Natürlich ist die Antragstellung aus Bayern durch Ministerpräsident Markus Söder nicht dem Zufall geschuldet. Am 14. Oktober ist die Landtagswahl im Freistaat Bayern und der gemeine Wähler muss zufrieden gestellt werden. Vor allem wenn aktuell in Bayern eine Kanzlei aus Augsburg im Auftrag eines Beauty-Salons andere Friseure abmahnt. Hier werden 729,23 verordnet und gefordert. Die Kanzlei argumentiert, dass die Websites der Friseure nicht DS-GVO konform sind und die Anforderungen, die seit dem 25.05 gelten, nicht erfüllt werden. Hier wird ein Verstoß gegen das UWG vorangestellt. Natürlich sind auch bayerische Friseure davon betroffen.

BARLEY UND BUNDES-SPD ALS MÖGLICHER SPIELVERDERBER

Allerdings ist noch offen, ob Söders DSGVO-Abmahnbremse im Bundesrat eine Mehrheit findet. Ein erster Vorstoß, den die inzwischen reuig gewordene Union auf Druck ihrer Basis unternahm, scheiterte in der Bundesregierung nämlich an Justizministerin Katharina Barley und ihrer SPD (vgl. DSGVO: Kein schneller Schutz vor Abmahnungen)

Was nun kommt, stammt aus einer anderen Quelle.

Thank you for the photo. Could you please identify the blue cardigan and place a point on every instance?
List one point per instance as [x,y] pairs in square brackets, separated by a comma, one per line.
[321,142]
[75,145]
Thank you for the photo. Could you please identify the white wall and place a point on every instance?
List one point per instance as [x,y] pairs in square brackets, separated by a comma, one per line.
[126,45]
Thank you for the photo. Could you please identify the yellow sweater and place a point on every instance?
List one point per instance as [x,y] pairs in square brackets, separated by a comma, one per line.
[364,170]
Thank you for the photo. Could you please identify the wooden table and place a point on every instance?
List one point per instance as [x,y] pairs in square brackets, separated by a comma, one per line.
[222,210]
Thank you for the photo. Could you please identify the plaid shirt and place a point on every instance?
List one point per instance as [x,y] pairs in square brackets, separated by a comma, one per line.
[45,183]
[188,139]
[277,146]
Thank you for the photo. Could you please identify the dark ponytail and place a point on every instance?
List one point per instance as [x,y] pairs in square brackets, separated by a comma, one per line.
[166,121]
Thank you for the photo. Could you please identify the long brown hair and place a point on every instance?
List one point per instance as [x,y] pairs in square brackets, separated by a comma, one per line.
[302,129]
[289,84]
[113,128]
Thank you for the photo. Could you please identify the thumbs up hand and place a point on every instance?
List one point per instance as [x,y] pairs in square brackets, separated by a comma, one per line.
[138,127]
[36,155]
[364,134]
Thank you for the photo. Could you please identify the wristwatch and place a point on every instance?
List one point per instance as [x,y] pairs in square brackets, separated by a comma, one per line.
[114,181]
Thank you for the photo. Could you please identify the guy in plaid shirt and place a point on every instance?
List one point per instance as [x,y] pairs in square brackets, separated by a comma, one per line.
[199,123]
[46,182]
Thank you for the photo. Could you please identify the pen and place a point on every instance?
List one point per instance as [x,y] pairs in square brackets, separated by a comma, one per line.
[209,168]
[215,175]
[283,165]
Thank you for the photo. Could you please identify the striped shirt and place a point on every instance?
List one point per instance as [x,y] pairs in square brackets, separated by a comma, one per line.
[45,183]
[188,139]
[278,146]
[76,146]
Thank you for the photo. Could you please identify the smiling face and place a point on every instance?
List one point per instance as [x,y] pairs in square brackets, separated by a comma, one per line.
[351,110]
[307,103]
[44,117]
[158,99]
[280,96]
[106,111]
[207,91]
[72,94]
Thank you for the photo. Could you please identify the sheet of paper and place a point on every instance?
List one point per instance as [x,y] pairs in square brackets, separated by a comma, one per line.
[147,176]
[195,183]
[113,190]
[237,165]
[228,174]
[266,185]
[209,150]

Hinzu kommt, dass im Bundesrat über die neun Länder Baden-Württemberg, Berlin, Bremen, Hamburg, Hessen, Rheinland-Pfalz, Sachsen-Anhalt, Schleswig-Holstein und Thüringen die Grünen mitregieren, deren Europaabgeordneter und designierter schleswig-holsteinischer Umweltminister Jan Philip Albrecht immer noch offen stolz darauf ist, einer der maßgeblichen Väter der DSGVO zu sein, die er bei jeder Gelegenheit ausgiebig lobt. Ihn und seine Parteifreunde versucht der Antrag anscheinend mit der Darstellung zu ködern, man würde damit ja in erster Linie nationales Recht an Europarecht anpassen, „um den Vorgaben der DSGVO Rechnung zu tragen“
Jedoch kann die Abmahnbremse an die Bundesratsausschüsse überwiesen werden, damit diese dann darüber beraten können. Danach wird dann nochmals im Plenum entschieden. Wird hier dann noch einmal zugestimmt, tritt Artikel 76 Absatz 1 des Grundgesetzes in Kraft und der Entwurf geht an den Bundestag, wo Barley mit dem Justizministerium wieder blockieren kann.